Parte vital del mundo infantil, era ser monaguillo.
Para llegar a ese honor, había que pasar una serie de pruebas, ante el Padre y el Schulmeister, que eso en realidad era lo de me­nos ... porque lo serio era el rito "piel roja" de los puños de los congéneres, ya que las plazas eran pocas y demasiados los candi­datos, y sobre todo para mí, demasiado grandes. Ante esa des­ventaja física, los pequeñitos nos hacíamos de un rebusque, para ponernos en igualdad de fuerzas: acudíamos a los Vorsteher, y con esa cuñita (¡criollos al fin!) vencíamos la resistencia.
Esa sotanita colorada costaba unas veces rabia, y otras trom­padas, chichones que se mantenían en secreto, y alguna lagrimilla sorbida en la pelea, de puro guapo.
Una vez ingresado en el coro de los monaguillos, bulliciosa y eternamente despeinada grey al servicio del altar, —pues para dar salida a los cofrades, los días de fiesta se ayudaba hasta de a diez— había sus prioridades.

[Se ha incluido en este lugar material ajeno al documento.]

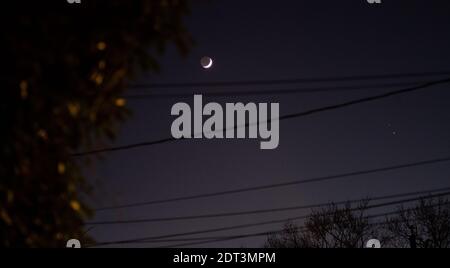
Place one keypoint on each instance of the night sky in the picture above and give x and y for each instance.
(271, 40)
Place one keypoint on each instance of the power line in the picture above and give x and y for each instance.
(260, 211)
(283, 184)
(285, 81)
(206, 240)
(288, 116)
(233, 93)
(267, 222)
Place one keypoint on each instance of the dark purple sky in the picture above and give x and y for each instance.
(265, 40)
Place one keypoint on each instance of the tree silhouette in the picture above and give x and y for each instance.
(426, 225)
(331, 227)
(423, 225)
(64, 69)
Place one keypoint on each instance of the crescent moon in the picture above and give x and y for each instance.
(209, 64)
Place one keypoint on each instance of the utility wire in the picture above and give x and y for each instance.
(283, 184)
(260, 211)
(207, 240)
(403, 201)
(286, 81)
(288, 116)
(234, 93)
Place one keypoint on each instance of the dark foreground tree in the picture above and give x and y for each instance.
(332, 227)
(426, 225)
(64, 69)
(423, 225)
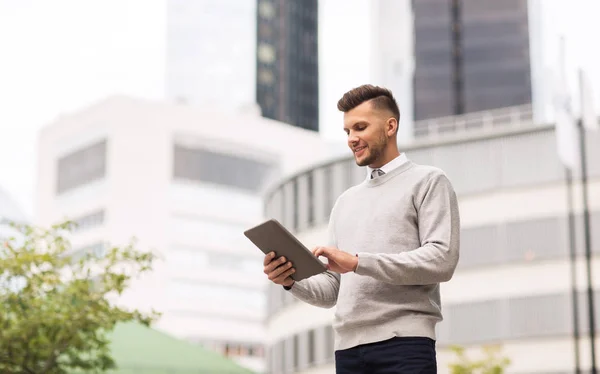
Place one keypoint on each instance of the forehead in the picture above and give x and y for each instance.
(362, 113)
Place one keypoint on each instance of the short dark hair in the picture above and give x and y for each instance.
(380, 97)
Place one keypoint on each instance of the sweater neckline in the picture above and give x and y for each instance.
(386, 177)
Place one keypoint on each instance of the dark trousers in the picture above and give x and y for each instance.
(401, 355)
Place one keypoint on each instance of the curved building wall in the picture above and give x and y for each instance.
(9, 212)
(512, 285)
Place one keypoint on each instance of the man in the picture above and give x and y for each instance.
(393, 239)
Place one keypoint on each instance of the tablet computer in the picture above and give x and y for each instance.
(272, 236)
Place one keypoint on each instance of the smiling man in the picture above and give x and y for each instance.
(392, 240)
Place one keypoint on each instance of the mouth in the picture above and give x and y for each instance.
(358, 151)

Una de ellas muy importante, la representaba el incensario, cuya posesión se conquistaba a co­dazos, a falta de espacio para ulterioridades, y el encargado del fuego. Este último inspiraba marcada preferencia. Se podía estar afuera de la iglesia —en continuación moral con los oficios mien­tras allí la gente se moría de calor en las largas misas cantadas—, revoleando en un alambre el recipiente del fuego como una hon­da davídica, y aún quedaba tiempo para tirarle alguna piedra a las palomas imprudentes, que se acercaran a las cornisas...
En ese tiempo, el fuego para el servicio del altar, no se pre­paraba en la Parroquia, sino que el monaguillo a cargo, todo de colorado, salía por el pueblo a buscárselo.
Era la hora más apropiada; las cocinas marchaban a todo tempo, alimentadas por la buena leña pampeana, y había brasas en abundancia. Pero, en vez de ir a requerir el elemento a las casas vecinas, de Leonhardt, Vogel o Bayer, que estaban frente a la iglesia, el monaguillo elegía la última casa de la villa, para cami­nar más lejos.
Uno recorría las calles dormidas de la colonia dominguera, sin un alma, hasta aparecer como peludo de regalo en la cocina de los Beratz, mostrando desde lejos el recipiente sagrado: Feuer! ¡Fuego!
Durante las Rogativas, en que se iba hasta las tres Cruces del campo, los niños marchaban adelante en formación y tomados de la mano, en dos bandas, varones y niñas. En medio caminaba Don Juan, todo lleno de de­voción. trasmitiendo por repetición hacia la grey infantil las Le­tanías de todos los Santos, para su contestación.
Los muchachos rezaban distraídamente, mientras sus ojos va­gaban por los campos vecinos, llevándose a cada rato algún pozo por delante. Entonces Don Juan intercalaba sabias advertencias en­tre las advocaciones: ¡San Matías... ruega por nosotros!... ¡San Pedro . . . chicos más hacia la alambrada! . . . ruega por nosotros ¡Santa Cecilia ... vean por donde caminan!... ruega por nos­otros! ¡San Andrés. . . mira infeliz qué has pisado!. . . ruega por nosotros!
Cuando desde el tiempo que pasó se repasan esos recuerdos, historia de un alma infantil, uno se sonríe con cierta añoranza y el corazón se ve desbordado de melancolía por una época que ya no retornará.